¡A LAS REBAJAS!
Una tarde de verano, sin aviso previo, me vi arrastrado, inocente, a un paseo que sonaba cotidiano, pero aun feliz. Sin saberlo, tenía un destino desconocido, imprevisto, impredecible. Me llevaron, a traición, a unos grandes almacenes cuyo nombre no me atrevo a pronunciar, para hacer unas compras aprovechando la época de rebajas.
Cuando ya de camino me enteré del inesperado e inquietante destino el nerviosismo me atenazó y no alcancé a exponer ninguna excusa aceptable para poder librarme de tan tenebrosa tarea. No había remedio.
Me sentía como un preso judío en su camino al forzado exilio en la tenebrosa Babolonia. Ni el más mínimo atisbo de clemencia en mi "Navuconodosora" particular. Mi destino estaba definitivamente sentenciado.
La seguí resignado y cabizbajo hasta entrar en el oscuro edificio lleno de luces y carteles y escaleras mecánicas y dependientas maquilladas de pies a cabeza tal como puertas lacadas. Guardias de seguridad que te miran desafiantes como diciendo: "te veo, desdichado, mantente en silencio y supéralo".
Subimos un par de plantas, me limitaba a seguir los pasos de mi mujer que impertérrita y con una leve e inquietante sonrisa se dirigía a perpetrar la tarea que sibilinamente me había ocultado todo el día sin darme la oportunidad de poder pergeñar una estrategia de evasión que me pudiera evitar tamaña tortura.
Segunda planta, sección de señoras. Ahí me dejó abandonado a mi suerte, le hizo un giño a la señorita del vestido floreado que, amable, pero distante, me cogió de su mano que se sentía fría, como su mirada, sin mostrar la más mínima calidez que pudiera ayudar a mitigar mi amarga experiencia.
Perdía por momentos de vista a mi carcelera, se movía con gran agilidad y sigilo entre los innumerables percheros repletos de vestidos de todos los colores imaginables.
Se cruzaban ante mi muchas mujeres, casi todas emparejadas con otra mujer, la mayoría parecían ser parejas de madre e hija, bueno más bien de madre y abuela.
Pude ver, con el alivio absurdo de no sentirme el único desdichado, a algún marido que seguía con rostro inexpresivo a su correspondiente "Navuconodosora". Un fugaz y tímido cruce de miradas con el que nos solidarizábamos mutuamente en nuestras penurias en esas mazmorras de la segunda planta del "corte babilónico" en esa tarde de infausto recuerdo.
Mi pálida acompañante apenas levantaba la mirada. Ni un gesto de consuelo en los interminables minutos durante los que mi esposa me dejó a su cargo mientras abordaba la incompresible tarea de encontrar su tesoro en forma de veraniego tejido colorido. Pensé que podría estar ella también sufriendo por el saldo mostrado en el cartelito. 29'99 € es un humillante precio para mujer de tan hermoso talle. Coincido con ella. Humillante. Ese razonamiento pareció que hacía su tacto más cálido.

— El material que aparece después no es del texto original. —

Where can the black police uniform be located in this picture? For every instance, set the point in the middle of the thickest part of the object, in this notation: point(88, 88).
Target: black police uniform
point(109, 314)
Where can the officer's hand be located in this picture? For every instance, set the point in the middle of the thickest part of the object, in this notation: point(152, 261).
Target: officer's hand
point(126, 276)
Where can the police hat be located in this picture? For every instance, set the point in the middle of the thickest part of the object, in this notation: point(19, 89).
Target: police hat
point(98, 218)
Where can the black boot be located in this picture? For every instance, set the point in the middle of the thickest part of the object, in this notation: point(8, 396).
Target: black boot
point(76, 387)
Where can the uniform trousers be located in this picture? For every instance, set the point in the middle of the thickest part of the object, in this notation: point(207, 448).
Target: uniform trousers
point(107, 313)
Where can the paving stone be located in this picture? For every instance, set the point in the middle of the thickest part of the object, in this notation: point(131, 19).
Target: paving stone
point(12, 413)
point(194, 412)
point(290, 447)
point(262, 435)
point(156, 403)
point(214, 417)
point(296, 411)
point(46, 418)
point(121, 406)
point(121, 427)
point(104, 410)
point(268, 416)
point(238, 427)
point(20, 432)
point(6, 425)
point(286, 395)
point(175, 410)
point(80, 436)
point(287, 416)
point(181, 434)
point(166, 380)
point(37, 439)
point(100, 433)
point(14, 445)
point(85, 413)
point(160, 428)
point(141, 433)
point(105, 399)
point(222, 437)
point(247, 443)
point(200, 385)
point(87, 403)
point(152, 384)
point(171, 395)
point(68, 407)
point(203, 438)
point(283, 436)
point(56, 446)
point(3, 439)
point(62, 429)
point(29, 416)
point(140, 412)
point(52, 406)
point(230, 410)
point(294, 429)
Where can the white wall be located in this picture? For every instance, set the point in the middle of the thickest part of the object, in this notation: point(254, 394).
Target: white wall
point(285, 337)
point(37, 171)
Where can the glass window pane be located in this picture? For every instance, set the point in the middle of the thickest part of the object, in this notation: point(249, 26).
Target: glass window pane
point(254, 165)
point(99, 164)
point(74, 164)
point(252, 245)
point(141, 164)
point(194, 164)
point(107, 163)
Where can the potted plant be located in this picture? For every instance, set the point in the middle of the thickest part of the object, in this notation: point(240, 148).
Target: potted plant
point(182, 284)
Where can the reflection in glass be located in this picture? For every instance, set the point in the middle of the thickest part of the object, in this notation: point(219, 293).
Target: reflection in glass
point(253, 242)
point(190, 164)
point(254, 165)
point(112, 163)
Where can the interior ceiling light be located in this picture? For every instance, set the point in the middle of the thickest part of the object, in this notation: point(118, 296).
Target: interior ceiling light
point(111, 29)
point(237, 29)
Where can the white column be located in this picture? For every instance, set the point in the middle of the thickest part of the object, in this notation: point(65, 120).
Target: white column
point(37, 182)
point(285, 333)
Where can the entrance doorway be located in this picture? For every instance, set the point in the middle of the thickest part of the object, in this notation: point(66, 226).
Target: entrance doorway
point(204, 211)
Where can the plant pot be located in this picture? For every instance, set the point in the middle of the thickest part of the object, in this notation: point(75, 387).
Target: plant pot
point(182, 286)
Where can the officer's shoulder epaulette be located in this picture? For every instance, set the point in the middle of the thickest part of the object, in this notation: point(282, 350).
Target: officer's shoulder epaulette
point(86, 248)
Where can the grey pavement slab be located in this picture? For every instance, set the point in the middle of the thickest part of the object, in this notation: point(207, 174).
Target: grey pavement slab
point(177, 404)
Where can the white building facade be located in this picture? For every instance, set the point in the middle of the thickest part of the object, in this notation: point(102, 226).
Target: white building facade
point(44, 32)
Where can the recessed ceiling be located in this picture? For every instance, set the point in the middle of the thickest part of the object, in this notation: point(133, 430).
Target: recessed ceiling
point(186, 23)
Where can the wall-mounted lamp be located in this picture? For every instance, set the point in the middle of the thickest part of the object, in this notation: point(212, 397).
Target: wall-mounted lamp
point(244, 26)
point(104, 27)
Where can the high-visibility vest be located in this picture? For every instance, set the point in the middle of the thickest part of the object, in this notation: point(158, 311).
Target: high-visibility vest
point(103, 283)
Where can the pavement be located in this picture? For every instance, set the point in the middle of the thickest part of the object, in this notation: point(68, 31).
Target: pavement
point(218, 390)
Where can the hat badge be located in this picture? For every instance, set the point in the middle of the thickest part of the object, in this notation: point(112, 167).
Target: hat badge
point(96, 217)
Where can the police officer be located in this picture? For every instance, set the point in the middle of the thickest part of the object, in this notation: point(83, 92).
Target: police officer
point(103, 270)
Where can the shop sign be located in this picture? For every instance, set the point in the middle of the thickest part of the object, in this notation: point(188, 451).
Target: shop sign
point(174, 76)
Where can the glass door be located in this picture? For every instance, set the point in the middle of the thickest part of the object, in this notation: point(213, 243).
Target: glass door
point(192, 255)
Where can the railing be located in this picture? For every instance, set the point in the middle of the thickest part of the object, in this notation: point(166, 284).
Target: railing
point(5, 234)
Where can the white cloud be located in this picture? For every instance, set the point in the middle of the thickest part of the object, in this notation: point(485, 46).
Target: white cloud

Pasaban lentos e interminables los minutos en este inhóspito paraje. Parecía este tormento no tener fin.
De repente mi guardiana me abordó por la espalda sin previo aviso y me dijo. ¡Ven! Y he aquí, que yo fui. ¡Que remedio! No me quería quedar sin el premio prometido si era bueno. Un buen chocolate con churros.
Me pidió que me quedara a la puerta de un probador. Me despedí con una mirada amable de mi discreta acompañante provisional. Seguí a mi "conyuja" hasta la cortinita tras la que se introdujo. Esperé un poquito más.
¡Chssss, chssss! llamó mi atención para que entrara. ¿Cual te gusta más? Me dice. ¿Este o este? Pffffff. Pues no sé. A ti te sienta bien cualquiera de los dos, contesté indulgente, intentando ganarme su favor.
¿Pero cual me queda mejor? ¡Uuuuuy! esa es una peligrosa pregunta trampa. Por supuesto le dije que los dos le quedaban de maravilla. -¿Pero cual te gusta más? ¿El verde o el azulado? Cerré los ojos, crucé los dedos tras mi espalda y dije sin pensar: ¡El verde!
Por supuesto, se compró el azulado.
Lo importante es que no tardó demasiado en pagar y pudimos salir. Podía volver a respirar aire puro y ver de nuevo el azul cielo sobre mi cabeza. Feliz y aliviado decidí cambiar mi premio de churros por un agua mineral con gas, con hielo y limón.
La apuré con ganas hasta el último sorbito. Hasta le di un bocado al limón que me supo más dulce que nunca después de tan amarga experiencia.